放課後等デイサービスや児童発達支援、就労継続支援A型などを運営する皆さまにとって、「自己評価表」の公表・届出は毎年のルーティンになっているかと思います。
しかし、令和6年度以降の新ルールでは、そのプロセスや開示対象がより厳格化されました。単なる「事務手続き」と侮っていると、ある日突然、非常に重いペナルティを科されることになります。
今回は、実務で絶対に落とせない「自己評価未公表減算」のポイントを解説します。
1. まさかの「15%カット」!基本報酬が85%になってしまう恐怖
自己評価の公表や届出を怠った場合、適用されるのが「自己評価未公表減算」です。そのペナルティの内容は、なんと基本報酬の15%カット。前回の「情報公表未報告減算(5%〜10%カット)」と比較しても、さらに重い処分となっています。
減算のインパクト
仮に月間の基本報酬が400万円の事業所の場合、15%カットされると毎月60万円の損失です。
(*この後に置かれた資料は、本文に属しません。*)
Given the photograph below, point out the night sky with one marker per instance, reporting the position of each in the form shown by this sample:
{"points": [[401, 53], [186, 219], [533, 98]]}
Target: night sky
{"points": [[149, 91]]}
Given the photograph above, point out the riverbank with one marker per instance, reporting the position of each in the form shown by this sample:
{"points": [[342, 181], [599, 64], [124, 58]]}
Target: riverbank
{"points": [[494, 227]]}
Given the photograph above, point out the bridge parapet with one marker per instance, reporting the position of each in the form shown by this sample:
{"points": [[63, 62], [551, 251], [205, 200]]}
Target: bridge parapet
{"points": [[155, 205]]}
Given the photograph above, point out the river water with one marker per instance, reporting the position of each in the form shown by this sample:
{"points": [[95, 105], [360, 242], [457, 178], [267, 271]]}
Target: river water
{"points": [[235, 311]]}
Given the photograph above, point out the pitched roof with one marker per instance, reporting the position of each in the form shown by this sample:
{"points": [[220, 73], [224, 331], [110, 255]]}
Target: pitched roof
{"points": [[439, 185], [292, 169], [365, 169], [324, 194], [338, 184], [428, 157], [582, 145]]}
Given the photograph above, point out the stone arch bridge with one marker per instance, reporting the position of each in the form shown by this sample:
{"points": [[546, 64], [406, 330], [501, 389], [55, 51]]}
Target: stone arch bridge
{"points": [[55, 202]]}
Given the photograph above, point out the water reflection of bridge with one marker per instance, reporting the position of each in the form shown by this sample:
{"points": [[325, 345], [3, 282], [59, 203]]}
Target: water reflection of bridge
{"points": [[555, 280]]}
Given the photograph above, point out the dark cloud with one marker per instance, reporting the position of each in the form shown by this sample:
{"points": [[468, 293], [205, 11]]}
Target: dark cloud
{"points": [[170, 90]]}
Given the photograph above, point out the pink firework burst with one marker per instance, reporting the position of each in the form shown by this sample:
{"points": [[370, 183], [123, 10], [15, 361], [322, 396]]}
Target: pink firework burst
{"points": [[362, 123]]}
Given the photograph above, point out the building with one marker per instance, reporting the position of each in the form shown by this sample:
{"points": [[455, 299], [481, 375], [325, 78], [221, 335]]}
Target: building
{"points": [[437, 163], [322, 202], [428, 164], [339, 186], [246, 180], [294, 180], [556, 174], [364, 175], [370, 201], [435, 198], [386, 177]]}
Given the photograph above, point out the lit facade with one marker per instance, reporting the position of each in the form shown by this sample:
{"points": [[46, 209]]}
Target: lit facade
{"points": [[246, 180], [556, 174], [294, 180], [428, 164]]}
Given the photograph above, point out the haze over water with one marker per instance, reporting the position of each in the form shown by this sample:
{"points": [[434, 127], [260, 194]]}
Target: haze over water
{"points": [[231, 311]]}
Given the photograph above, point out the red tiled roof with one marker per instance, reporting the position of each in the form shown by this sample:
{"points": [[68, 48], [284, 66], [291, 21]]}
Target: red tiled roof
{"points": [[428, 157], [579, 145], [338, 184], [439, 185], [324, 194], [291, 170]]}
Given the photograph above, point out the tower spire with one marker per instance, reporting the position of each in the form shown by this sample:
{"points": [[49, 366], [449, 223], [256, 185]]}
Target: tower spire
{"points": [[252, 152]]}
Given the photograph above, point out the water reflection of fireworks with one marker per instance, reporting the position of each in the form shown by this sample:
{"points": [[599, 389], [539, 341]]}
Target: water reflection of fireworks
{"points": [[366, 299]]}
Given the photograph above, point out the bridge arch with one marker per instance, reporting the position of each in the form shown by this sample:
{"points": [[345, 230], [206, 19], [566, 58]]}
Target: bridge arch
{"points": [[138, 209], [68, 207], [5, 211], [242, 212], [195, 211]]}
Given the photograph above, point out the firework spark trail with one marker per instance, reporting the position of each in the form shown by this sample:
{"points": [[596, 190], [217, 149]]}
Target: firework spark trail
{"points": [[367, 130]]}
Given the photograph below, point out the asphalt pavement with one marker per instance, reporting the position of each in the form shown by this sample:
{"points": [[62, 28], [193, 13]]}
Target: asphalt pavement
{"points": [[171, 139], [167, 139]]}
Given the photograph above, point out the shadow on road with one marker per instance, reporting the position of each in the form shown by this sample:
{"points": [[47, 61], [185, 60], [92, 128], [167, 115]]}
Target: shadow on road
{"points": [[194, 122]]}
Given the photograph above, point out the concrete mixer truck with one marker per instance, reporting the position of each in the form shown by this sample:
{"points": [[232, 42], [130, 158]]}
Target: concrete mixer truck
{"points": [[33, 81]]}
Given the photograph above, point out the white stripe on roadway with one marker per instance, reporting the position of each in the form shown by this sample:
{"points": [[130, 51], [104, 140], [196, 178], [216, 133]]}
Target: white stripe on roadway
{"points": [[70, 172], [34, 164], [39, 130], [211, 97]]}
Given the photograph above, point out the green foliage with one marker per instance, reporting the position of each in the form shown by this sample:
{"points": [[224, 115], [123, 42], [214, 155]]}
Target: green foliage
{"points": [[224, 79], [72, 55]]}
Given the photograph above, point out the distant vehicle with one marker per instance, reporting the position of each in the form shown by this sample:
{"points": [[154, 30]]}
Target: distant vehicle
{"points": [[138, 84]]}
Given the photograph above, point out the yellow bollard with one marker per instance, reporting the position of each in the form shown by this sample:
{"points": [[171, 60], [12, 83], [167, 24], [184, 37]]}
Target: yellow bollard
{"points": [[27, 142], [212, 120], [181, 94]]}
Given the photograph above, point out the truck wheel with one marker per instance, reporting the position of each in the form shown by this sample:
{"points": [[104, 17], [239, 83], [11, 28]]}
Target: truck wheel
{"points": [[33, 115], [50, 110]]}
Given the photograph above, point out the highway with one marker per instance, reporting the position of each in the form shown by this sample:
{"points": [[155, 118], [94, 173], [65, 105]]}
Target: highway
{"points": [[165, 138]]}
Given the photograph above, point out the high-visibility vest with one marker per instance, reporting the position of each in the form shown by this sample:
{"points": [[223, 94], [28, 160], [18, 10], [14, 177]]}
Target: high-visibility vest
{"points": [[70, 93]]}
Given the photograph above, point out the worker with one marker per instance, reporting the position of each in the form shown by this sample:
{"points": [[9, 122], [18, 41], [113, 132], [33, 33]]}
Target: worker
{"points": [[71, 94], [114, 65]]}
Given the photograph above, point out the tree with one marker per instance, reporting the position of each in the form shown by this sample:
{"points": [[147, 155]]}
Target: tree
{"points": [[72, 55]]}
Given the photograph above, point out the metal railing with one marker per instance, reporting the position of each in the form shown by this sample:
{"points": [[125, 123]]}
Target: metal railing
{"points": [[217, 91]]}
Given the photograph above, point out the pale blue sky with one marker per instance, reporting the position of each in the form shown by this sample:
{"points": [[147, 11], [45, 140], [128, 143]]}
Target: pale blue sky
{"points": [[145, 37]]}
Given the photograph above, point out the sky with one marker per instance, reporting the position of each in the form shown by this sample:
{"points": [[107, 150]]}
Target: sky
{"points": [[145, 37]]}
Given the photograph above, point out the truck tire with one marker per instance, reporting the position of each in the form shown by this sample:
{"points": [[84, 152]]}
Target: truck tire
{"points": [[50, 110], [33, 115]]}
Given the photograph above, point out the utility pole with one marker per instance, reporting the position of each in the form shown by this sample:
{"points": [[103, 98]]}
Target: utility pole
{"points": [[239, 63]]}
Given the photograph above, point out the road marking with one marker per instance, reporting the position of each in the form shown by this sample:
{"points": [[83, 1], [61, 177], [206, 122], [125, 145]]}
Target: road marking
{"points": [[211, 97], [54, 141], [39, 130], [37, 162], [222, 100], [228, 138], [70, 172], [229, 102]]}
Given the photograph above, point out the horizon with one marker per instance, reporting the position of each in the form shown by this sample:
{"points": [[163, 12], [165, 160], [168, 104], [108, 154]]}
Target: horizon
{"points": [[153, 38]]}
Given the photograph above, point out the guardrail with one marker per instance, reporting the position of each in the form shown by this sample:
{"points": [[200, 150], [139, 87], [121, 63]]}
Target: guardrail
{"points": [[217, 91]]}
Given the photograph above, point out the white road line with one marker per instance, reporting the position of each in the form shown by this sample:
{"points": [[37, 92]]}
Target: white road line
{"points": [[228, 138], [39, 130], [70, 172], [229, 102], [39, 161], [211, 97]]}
しかも、この減算は「未公表の状態が解消されるまで」延々と数ヶ月にわたって継続します。
さらに恐ろしいのは、この減算が「利用者全員」に一律で適用される点です。スタッフがどれだけ素晴らしい支援を提供していても、書類の不備だけで大きなマイナスを背負うことになります。 (※なお、指定を受けた初年度の事業所など、一部例外として対象外となるケースもあります)
2. 減算を回避するための「4つの必須クリア条件」
15%の減算を完全に防ぐためには、単に結果を提出するだけでなく、以下の「4つのステップ」をすべて期日までにクリアしている必要があります。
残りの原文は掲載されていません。